En mitad de los vaivenes que definen el comportamiento de muchos actores en la escena internacional, Israel destaca como uno de los más constantes en la persecución de su objetivo principal: el dominio total de la Palestina histórica. Un objetivo que está inscrito en el ADN del movimiento sionista y que Benjamin Netanyahu –convertido ya en el primer ministro más longevo desde el arranque del Estado en 1948– y el extremista gabinete ministerial que lidera desde el pasado diciembre quieren llevar a sus últimas consecuencias.
Cuentan para ello con no pocas ventajas. En primer lugar, disfrutan de una imponente superioridad de fuerzas en relación con la que pueden oponer los palestinos que llevan sufriendo la anexión y la ocupación del territorio que la ONU les concedía en 1947 en su Plan de Partición. Israel es, con mucha diferencia, la principal potencia militar de la región, tal como ha quedado de manifiesto a lo largo de seis guerras, con el añadido de una muy competitiva industria de defensa, una economía y una sociedad militarizada, que le permite alimentar su esfuerzo bélico sin desmayo, y unos servicios de inteligencia muy rodados. A eso se añade el apoyo inequívoco de Washington, tanto en ayuda económica y militar como en respaldo político y diplomático, presto a bloquear en el Consejo de Seguridad de la ONU cualquier intento de castigar los incumplimientos israelíes de las distintas resoluciones aprobadas en su seno o la realización de actos que quebrantan el derecho internacional y que no se permiten a otros miembros de la comunidad internacional.

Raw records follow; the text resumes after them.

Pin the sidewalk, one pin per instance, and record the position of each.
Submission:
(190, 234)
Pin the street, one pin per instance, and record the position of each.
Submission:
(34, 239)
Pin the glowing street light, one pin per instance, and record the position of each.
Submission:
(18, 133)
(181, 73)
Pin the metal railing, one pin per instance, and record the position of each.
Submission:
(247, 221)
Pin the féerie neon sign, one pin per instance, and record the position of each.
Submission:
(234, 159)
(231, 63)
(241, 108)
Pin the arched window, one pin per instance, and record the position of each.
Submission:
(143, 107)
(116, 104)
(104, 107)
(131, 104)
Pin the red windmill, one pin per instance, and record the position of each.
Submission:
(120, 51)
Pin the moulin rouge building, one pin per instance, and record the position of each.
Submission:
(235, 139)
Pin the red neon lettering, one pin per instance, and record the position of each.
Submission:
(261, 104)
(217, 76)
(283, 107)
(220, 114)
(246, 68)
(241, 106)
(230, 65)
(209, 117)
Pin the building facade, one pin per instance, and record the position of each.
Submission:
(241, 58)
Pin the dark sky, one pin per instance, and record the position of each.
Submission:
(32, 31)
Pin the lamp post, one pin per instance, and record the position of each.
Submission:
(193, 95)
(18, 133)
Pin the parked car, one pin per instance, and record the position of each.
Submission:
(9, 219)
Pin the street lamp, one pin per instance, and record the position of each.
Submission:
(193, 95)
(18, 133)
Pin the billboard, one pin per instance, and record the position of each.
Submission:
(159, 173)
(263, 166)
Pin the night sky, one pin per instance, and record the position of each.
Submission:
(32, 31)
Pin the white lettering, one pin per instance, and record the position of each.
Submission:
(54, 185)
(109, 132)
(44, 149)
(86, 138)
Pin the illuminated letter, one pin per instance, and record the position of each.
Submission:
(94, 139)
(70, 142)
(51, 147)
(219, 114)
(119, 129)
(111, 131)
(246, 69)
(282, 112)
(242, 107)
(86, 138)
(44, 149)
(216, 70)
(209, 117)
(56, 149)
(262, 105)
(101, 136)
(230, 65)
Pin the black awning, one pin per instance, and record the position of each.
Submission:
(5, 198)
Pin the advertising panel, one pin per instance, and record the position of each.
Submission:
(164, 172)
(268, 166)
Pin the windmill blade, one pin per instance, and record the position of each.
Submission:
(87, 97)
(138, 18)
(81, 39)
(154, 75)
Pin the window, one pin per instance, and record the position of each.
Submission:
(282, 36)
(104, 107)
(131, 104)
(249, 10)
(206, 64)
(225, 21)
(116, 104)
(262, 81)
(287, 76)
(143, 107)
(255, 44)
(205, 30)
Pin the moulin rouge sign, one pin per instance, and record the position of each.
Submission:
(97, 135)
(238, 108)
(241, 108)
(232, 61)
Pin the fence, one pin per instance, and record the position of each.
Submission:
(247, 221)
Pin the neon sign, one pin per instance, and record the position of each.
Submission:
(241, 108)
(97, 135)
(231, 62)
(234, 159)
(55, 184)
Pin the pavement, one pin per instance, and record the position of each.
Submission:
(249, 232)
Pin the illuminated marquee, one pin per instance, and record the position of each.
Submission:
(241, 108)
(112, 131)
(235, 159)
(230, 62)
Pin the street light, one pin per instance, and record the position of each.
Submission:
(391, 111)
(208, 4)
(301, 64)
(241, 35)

Por si fuera poco, hace ya tiempo que tanto los países miembros de la Unión Europea (UE) como los países árabes han demostrado su falta de voluntad para apostar no ya por los palestinos sino tan solo por el cumplimiento de las más básicas normas del derecho internacional, por mucho que los primeros digan estar comprometidos con un sistema internacional basado en reglas y los segundos sostengan que están decididos a defender la causa palestina hasta el fin. En la práctica, los Veintisiete –a pesar de ser la UE el primer socio comercial de Israel y el primer donante a los palestinos– resultan políticamente inoperantes en la búsqueda de una solución al conflicto, mientras que ninguno de ellos se atreve a reconocer a Palestina como Estado o a hacer sentir a Israel que no todo vale. En cuanto a los gobiernos árabes, basta con recordar el proceso de normalización de relaciones con Tel Aviv, iniciada en su día por Egipto y Jordania y reforzada en el marco de los llamados Acuerdos de Abraham (que ya implican a Bahréin, Emiratos Árabes Unidos, Marruecos y Sudán, mientras Arabia Saudí y otros se acercan a ese punto) para entender que tampoco cabe esperar nada de los miembros de la Liga Árabe.
Y como resultado de todo ello Netanyahu y los suyos saben que cuentan con un amplio margen de maniobra para seguir adelante con una estrategia de hechos consumados, en la que son ellos mismos quienes deciden el ritmo y los límites de su ambición.
Es en ese contexto en el que hay que entender que, al igual que la violencia de algunos grupos palestinos no beneficia a su causa, ni las ya rutinarias operaciones de castigo ni los pogromos ejecutados por exaltados grupos de colonos contra civiles palestinos en estos últimos días son explosiones violentas de unos iluminados mesiánicos. Por el contrario, son el complemento obvio de una política gubernamental dispuesta a acelerar el proceso de dominación o, lo que es lo mismo, de aniquilación de toda esperanza para los palestinos. Unos palestinos que se mueven entre la aceptación pasiva de tantas desgracias acumuladas –incluyendo la de una Autoridad Palestina disfuncional e impotente–, la huida –tratando de buscar una alternativa vital en otros países– y la violencia contra el ocupante –reconocida en el derecho internacional como resistencia armada pero totalmente incapaz de modificar la tendencia dominante–.
Y así, sumidos en una ceguera que se alimenta de una incesante espiral de violencia recíproca, el gobierno israelí aprovecha también para seguir ampliando los ilegales asentamientos en Cisjordania –ahora con un ministro de finanzas tan notoriamente antipalestino como Bezalel Smotrich al frente–, sin que las protestas de una parte de la sociedad israelí no anestesiada tengan fuerza suficiente para detener una deriva tan inquietante. Inquietante, obviamente, para los palestinos que la sufren muy directamente; pero también para los israelíes que sigan creyendo que su sueño político no puede estar basado en la negación del de sus vecinos y en contravenir los presupuestos básicos de su propia religión y cultura, además de los que se recogen en el cuerpo doctrinal del derecho internacional.